Hosea 11:1-11 | Food for Thought

 

Questions

  • The love, compassion, and steadfastness of the Lord is put on full display in this passage.

    • If you’ve been keeping up with Hosea so far, how does the tone of God’s words in this passage strike you in comparison (or contrast!) to the others?

  • This passage - especially situated within a judgment-heavy book! - says a lot about the Lord. His heart “recoils.” His compassion “grows warm and tender.” His promises to “not again destroy Ephraim.”

    • How do you square his judgment against sin (which he sees through!) with his promise to not destroy them again?

    • How can God’s heart “recoil?”

    • What does all this tell you about the Lord himself? (Who he is, what he’s about, the way he relates with real people in the real world against the backdrop of sin, righteousness, and promises, etc.)

    • How does the gospel make sense of the Lord’s committment to justice and his commitment to mercy? How do love and justice work together in God’s kingdom?

  • We have several pictures of God using his strength for the good of his people. And yet, his people are “bent on turning away” from him. They more he calls, the more they seem to go away (v. 2). What does thish tell us about ourselves?

    • Evaluate your relationship with the Lord. Do you have frustrations, complaints, evidence against him that tell a different story of the way God uses (or doesn’t use) his strength for good?

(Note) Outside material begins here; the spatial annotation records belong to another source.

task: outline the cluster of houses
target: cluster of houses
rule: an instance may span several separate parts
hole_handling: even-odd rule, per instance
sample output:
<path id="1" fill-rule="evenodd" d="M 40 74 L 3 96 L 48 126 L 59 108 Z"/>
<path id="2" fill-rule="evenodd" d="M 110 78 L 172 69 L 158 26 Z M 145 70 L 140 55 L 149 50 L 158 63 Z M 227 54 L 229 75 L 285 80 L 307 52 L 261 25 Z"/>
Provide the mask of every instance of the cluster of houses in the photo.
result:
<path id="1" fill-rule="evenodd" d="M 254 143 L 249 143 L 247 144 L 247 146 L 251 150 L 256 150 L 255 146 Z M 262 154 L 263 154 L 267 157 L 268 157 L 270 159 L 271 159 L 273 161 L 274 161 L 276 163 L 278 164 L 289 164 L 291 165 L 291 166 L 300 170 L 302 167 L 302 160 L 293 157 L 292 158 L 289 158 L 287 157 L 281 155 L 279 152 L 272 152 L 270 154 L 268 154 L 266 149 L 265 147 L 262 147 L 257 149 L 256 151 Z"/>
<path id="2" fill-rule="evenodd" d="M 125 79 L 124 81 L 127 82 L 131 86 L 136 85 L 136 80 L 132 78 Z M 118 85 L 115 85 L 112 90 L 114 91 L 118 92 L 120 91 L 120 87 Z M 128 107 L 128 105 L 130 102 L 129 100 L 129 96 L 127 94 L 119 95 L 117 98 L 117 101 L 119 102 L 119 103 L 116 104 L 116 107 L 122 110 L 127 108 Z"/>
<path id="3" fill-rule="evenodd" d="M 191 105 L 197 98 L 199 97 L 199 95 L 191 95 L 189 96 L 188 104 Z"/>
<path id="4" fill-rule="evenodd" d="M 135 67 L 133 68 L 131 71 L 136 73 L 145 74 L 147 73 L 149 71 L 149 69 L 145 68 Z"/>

    • What do you do with those complaints, etc. when you hear passages like this one that describe his goodness to others?

    • On the flip side, what are some ways that you’ve seen God use his strength, provision, and power in your own life?

  • This passage also depicts the ways in which God’s people use their strength in all the wrong ways - strength that came from the Lord! Are you more aware of the way others (people or the Lord) are using what they’ve got or the way you are using your strength?

    • If our bent is towards forgetting that everything we have (“learning to walk”) is from the Lord, how does this shape the way we assess the way God’s using his strength? How might we be skewed in our evaluation of how well God’s doing his job?

    • How do you combat the idea in your own mind that everything you have is yours to do whatever you want with?

    • What are ways that you love letting the Lord be your strength / giving what God’s given you for his purposes?

    • What things are easy for you to forget are gifts? What are you prone towards just using however you want, in conflict / competition with the Lord?

  • This section begins with God describing his compassionate call to his people, as a father to a son or a shepherd to his flock. It ends with a loud declaration from him, like a roaring lion. How are the effects on God’s people different from one another?

    • What gospel assurance can be found in the way this passage ends?